Ia menutup luka besar di tubuhnya, wajahnya penuh penderitaan. Tatapannya menyala penuh amarah, menatap Bintang Agung Jing Sheng dengan kebencian.

“Perempuan keji, berani-beraninya kau menghancurkan penjelmaanku! Akan kubuat kau menyesal seumur hidup!” teriaknya penuh kebencian.

Selesai berkata, Zhao Wulong menekuk lutut dan melompat tinggi.

Kedua tinjunya mengepal, dan pilar-pilar petir ungu seketika muncul di depan Bintang Agung Jing Sheng.

Bintang Agung Jing Sheng terkejut, tak menyangka Zhao Wulong masih memiliki kekuatan sehebat ini.

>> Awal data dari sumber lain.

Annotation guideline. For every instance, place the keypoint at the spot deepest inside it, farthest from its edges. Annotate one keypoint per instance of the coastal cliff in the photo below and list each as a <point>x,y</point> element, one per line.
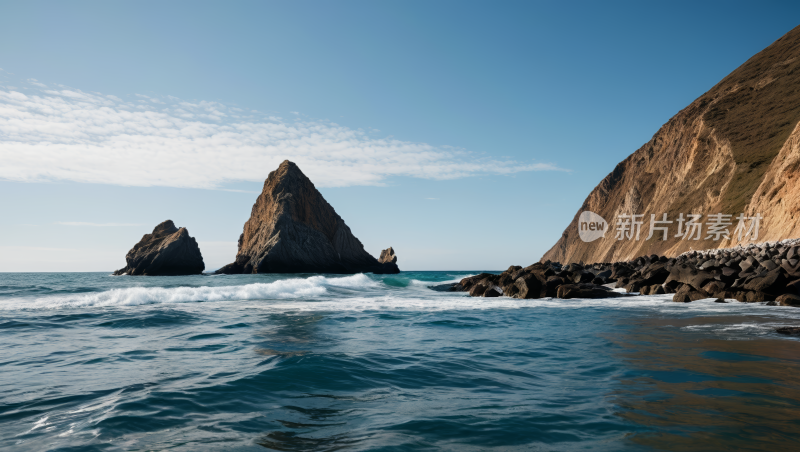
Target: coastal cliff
<point>734,150</point>
<point>292,229</point>
<point>167,251</point>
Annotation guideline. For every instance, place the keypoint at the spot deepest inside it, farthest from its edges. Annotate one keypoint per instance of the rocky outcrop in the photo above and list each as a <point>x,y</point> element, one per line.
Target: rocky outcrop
<point>539,280</point>
<point>736,149</point>
<point>388,256</point>
<point>292,229</point>
<point>167,251</point>
<point>766,272</point>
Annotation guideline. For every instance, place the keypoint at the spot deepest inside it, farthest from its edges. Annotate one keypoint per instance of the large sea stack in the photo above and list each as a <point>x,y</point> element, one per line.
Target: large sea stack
<point>168,251</point>
<point>292,229</point>
<point>736,149</point>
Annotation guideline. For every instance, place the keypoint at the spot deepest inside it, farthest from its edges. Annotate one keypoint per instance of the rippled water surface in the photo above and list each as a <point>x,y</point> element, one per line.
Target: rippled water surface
<point>303,362</point>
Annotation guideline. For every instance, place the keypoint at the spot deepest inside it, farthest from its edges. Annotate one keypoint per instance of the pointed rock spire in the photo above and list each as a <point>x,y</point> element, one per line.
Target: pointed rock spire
<point>292,229</point>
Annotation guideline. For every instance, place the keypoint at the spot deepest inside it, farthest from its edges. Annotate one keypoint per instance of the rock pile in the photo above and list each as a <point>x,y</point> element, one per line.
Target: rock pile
<point>549,279</point>
<point>756,273</point>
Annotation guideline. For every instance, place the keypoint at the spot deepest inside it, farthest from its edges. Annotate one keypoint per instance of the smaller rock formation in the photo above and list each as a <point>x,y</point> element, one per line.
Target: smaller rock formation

Pilar-pilar petir ungu melesat ke arahnya dengan kecepatan luar biasa, diikuti ledakan-ledakan dahsyat.

Bintang Agung Jing Sheng segera melindungi diri dengan pedang kristal ungu, namun tubuhnya tetap terkena pukulan pilar-pilar petir itu hingga terpental jauh dan jatuh ke tanah, darah menetes di sudut bibirnya, tubuhnya tampak lemah dan tak berdaya.

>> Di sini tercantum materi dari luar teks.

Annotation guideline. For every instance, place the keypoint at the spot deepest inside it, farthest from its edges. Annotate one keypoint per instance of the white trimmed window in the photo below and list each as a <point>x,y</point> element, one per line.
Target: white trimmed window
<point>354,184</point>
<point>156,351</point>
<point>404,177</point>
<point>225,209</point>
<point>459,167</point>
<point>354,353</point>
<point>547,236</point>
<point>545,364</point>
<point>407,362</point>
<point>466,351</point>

Zhao Wulong menyeringai kejam. Ia belum menggunakan seluruh kekuatannya, sebab yang ia hadapi hanyalah penjelmaan Bintang Agung Jing Sheng. Membunuh penjelmaan tak berarti apa-apa jika bukan tubuh aslinya.

Walau sudah terluka parah, Bintang Agung Jing Sheng belum kehilangan nyawanya.

“Bintang Agung, sudah kukatakan, jika kau bersumpah setia pada Yang Agung, aku akan membiarkanmu hidup. Tapi jika kau tetap keras kepala, jangan salahkan aku!” ujar Zhao Wulong dingin.

Tatapan Bintang Agung Jing Sheng penuh kebencian. “Sekalipun mati, aku tak akan pernah tunduk!”

Ia berteriak keras, lalu kembali mengayunkan pedang kristal ungu, ribuan bilah terbang ungu meluncur ke arah Zhao Wulong.

Melihat serangan itu, Zhao Wulong hanya tersenyum dingin. Pedang besarnya berkelebat, memotong habis bilah-bilah terbang yang datang.

“Bintang Agung, hari ini kau akan mati di tanganku!” seru Zhao Wulong dengan nada membunuh.

Ia menghentakkan kakinya, tubuhnya melesat tinggi dan menerjang Bintang Agung Jing Sheng.

Melihat itu, Bintang Agung Jing Sheng buru-buru menghindar ke samping, berusaha melarikan diri dari serangan Zhao Wulong.

Namun, kecepatan Zhao Wulong terlalu tinggi. Dalam sekejap, ia sudah mengejar Bintang Agung Jing Sheng dan menebaskan pedang besar ke arah kepalanya dengan kekuatan dahsyat.

Bintang Agung Jing Sheng menutup matanya dalam keputusasaan, yakin ajalnya sudah di depan mata. Lebih buruk lagi, tubuh aslinya pasti juga akan diburu habis-habisan.

Namun pada saat genting itu, seruan mantra emas tiba-tiba berkelebat di udara dan berubah menjadi perisai emas yang menutupi Zhao Wulong.

Zhao Wulong terkejut. “Sihir? Itu penyihir!”

Para pria berkerudung hitam yang menyaksikan pertarungan itu juga terkejut, segera melirik ke arah sumber sihir dan mendapati bahwa ternyata orang mereka sendirilah yang melakukannya.

“Apa yang terjadi? Mengapa di antara kita ada seorang penyihir?”

Suara berat terdengar pelan, “Kalian... belum pernah dengar tentang... mata-mata di dalam mata-mata di dalam mata-mata?”